Retards, annulations de dernière minute, manque d’information, fret qui n’arrive pas à destination… Les témoignages de passagers mécontents continuent de s’accumuler. Le dernier en date est celui d’un artisan indépendant, qui pensait effectuer une simple journée d’intervention à l’Île des Pins. Au final, il aura perdu trois jours.

Pour cette mission prévue vendredi, il avait pourtant tout anticipé. Quelques jours auparavant, il avait expédié sa caisse à outils par le fret d’Air Calédonie afin qu’elle soit disponible à son arrivée.

Mais vendredi matin, son vol est d’abord retardé, puis finalement annulé. Contraint de reporter tous ses rendez-vous, il reprogramme son déplacement à lundi.

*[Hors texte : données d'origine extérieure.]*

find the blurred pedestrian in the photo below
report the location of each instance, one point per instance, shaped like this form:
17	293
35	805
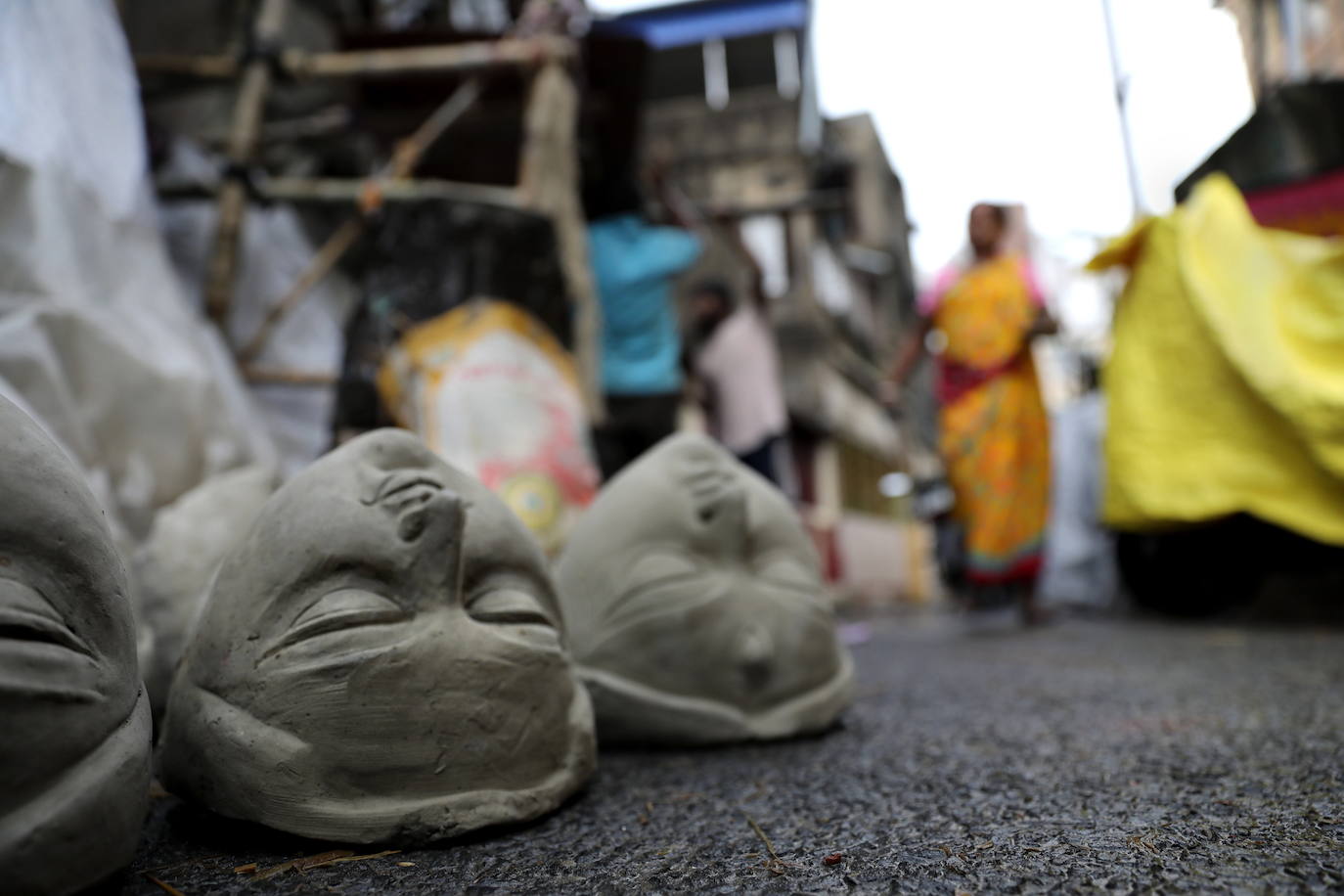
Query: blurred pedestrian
635	263
980	319
737	363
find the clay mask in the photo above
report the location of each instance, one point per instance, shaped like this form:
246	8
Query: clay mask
74	745
171	571
380	659
695	605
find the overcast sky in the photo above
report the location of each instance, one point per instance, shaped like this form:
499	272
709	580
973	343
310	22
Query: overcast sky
1012	101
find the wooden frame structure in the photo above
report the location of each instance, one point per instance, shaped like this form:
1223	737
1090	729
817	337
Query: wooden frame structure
547	182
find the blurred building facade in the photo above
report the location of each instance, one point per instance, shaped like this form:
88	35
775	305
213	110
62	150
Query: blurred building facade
729	101
1282	35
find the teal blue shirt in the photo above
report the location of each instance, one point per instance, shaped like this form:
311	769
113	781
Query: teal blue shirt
633	263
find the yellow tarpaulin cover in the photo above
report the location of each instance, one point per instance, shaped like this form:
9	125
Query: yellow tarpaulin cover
1226	384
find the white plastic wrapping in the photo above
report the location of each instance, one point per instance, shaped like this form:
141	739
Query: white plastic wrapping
97	338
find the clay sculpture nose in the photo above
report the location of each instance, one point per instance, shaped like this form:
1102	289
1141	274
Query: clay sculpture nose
755	655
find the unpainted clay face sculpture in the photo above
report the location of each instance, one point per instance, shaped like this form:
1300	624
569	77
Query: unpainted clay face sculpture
695	605
74	745
380	659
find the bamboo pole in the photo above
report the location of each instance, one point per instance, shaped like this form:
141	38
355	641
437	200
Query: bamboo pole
352	191
403	161
243	144
549	180
283	377
371	64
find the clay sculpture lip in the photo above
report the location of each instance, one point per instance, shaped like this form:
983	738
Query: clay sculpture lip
381	659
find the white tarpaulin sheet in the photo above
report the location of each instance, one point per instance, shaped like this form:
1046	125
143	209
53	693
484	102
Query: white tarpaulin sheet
97	338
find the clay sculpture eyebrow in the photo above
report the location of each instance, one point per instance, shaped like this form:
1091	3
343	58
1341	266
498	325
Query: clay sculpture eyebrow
394	482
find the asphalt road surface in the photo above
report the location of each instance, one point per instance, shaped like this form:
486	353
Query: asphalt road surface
1085	755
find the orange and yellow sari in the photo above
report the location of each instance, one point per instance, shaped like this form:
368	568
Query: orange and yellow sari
995	435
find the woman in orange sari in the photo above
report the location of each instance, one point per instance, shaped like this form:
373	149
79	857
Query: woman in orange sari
995	437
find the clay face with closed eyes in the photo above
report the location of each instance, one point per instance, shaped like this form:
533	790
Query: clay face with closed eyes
74	747
695	605
388	634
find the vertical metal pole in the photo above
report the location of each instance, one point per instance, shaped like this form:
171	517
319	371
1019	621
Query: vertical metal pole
1290	13
1121	96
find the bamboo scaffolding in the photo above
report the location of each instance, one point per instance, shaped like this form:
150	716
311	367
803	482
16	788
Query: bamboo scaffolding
355	191
371	64
243	144
403	161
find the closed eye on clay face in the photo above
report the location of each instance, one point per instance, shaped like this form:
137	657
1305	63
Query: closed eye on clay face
340	610
27	617
507	604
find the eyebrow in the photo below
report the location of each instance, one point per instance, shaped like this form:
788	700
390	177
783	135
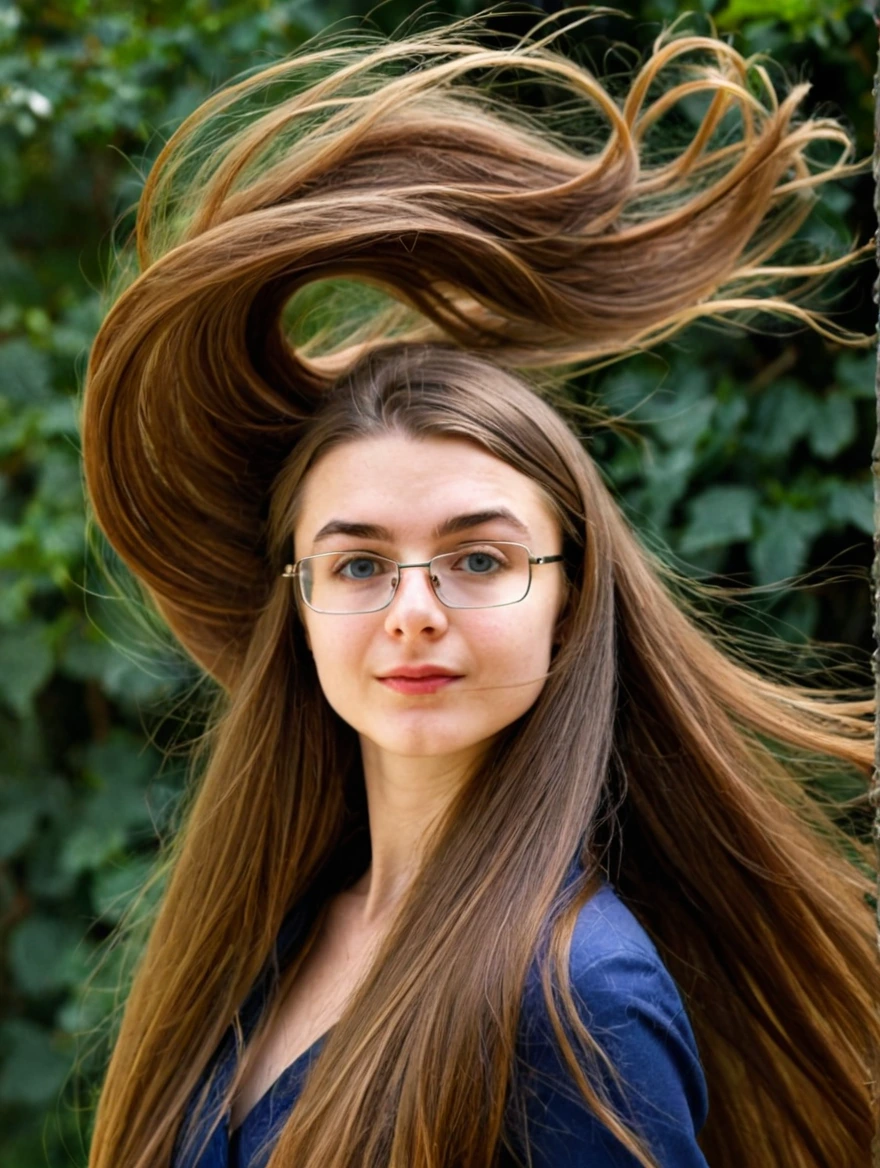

Lundi, il arrive enfin à l’Île des Pins. C’est à ce moment-là qu’il reçoit un message du prestataire chargé du fret : sa caisse à outils n’a jamais quitté Tontouta, après avoir été refusée au chargement. Quelques minutes plus tard, on lui annonce finalement qu’elle peut être expédiée… mais il est déjà sur place, sans son matériel. Impossible de travailler. Il refuse donc un envoi devenu inutile.

Comme si cela ne suffisait pas, son vol retour est à son tour annulé. Cette fois, aucun SMS, aucun appel, aucune information. Ce n’est que le lendemain matin, par d’autres passagers, qu’il apprend qu’aucun vol ne décollera encore ce jour-là et qu’il devra patienter jusqu’au lendemain.

Bilan : trois jours de travail perdus, aucune rémunération puisqu’il est indépendant, des clients à reprogrammer, des enfants à faire récupérer par des proches… et toujours aucune communication de la compagnie.

Au-delà des annulations, c’est surtout l’absence d’information qui cristallise aujourd’hui la colère des passagers. Si les aléas du transport aérien sont parfois inévitables, le silence, lui, l’est beaucoup moins.

Alors, à qui la faute ? À Air Calédonie ? À son prestataire au sol ? À la météo ? Aux outils qui avaient décidé de prendre des vacances ? Une chose est sûre : au bout de la chaîne, c’est toujours le passager qui paie l’addition.